To be fair, robots aren't the only things that attack the Justice League while they attempt to access the Fortress.  Superman appears to have collected a ton of weaponry "too dangerous to even attempt to destroy."  Lame.  Seriously, lame.  

Technology is always prone to physical forces.  Superman should have just tossed these weapons on Venus.  Nothing survives the hostile atmosphere of Venus.  Proteins literally fall apart on Venus.  Metal turns to steam.  While I can see an argument against tossing things into the sun, Venus would make an excellent disposal site.

Turning to the main plot points.  The prevailing H'el story doesn't really advance all that much.  Superman and Superboy end up being teleported somewhere.  

Another Kryptonian enjoys a better showing this week.  Even if the artwork makes burlesque blush.  The Ami-Comi Power Girl relies on the sexist traditions of anime and Power Girl.

Supersize Me

The inking is also a little too heavy for my liking.  However, the story reads like a slightly altered issue of Jimmy Palmiotti's and Justin Gray's remarkable Power Girl series published at the end of the old DCU and that's like surprise whipped cream on dessert.

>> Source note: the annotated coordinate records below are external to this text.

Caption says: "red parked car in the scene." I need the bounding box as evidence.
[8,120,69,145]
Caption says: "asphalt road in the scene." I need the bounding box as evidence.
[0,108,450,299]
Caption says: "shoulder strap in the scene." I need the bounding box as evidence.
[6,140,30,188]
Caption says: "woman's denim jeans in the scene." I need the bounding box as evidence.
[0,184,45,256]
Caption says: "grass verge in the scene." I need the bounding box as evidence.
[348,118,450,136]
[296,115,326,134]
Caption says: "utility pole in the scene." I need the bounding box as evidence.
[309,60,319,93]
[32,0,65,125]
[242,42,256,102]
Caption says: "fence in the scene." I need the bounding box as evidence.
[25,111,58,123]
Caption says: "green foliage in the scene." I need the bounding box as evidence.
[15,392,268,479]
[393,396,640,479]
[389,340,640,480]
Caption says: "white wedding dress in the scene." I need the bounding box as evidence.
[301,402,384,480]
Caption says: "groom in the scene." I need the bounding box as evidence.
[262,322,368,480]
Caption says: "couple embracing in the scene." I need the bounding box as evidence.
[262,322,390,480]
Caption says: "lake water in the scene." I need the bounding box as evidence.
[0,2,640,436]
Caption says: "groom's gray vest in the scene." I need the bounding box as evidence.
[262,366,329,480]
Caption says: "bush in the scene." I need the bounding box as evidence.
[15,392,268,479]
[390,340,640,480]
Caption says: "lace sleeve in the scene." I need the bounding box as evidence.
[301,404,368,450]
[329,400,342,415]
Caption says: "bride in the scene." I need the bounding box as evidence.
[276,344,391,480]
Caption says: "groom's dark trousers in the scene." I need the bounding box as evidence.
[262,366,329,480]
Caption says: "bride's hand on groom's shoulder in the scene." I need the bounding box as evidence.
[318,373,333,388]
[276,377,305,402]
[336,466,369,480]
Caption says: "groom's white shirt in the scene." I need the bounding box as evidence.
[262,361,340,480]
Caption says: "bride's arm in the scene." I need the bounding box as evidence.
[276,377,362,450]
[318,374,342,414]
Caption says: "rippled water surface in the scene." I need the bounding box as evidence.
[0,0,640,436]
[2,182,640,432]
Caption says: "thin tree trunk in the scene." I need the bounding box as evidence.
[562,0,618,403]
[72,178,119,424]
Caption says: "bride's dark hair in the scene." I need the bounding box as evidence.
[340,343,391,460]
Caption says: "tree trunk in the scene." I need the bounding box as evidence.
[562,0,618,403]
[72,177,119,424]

Gray and Palmiotti detail an even more open Power Girl.  Rather than just position her as the head of Starr Technologies, she is a publicly known alien.  Therefore, she judiciously employs Kryptonian technology to better the world.

The Ami-Comi universe lacks male heroes.  So, Ma and Pa Kent found Power Girl in the Kansas cornfields long ago.  This issue Power Girl discovers her cousin Supergirl.

At the same time, female Manhunters from Oa attack as a kind of Shadow Proclamation ala' you know who, and story of Brainiac's collusion with Duela Dent arrives just in time for the conclusion.
Grifter proves to be a way better hero in the entertaining Team 7 than in his title series.  In fact, he acts a lot like the savvy, funny fellow from Wildcats.

The new 52 Eclipso is very reminiscent of the original weird being that plagued archaeologist Bruce Gordon, and Essence, the chosen one to combat Eclipso, appears to be from the House of Onyx; cementing the gem's ties to Sword and Sorcery and the world of Amethyst.

The disposition of Eclipso's gem reveals some facts about ARGUS, and there's an interesting scene with Deathstroke that will interest Teen Titans fans of old.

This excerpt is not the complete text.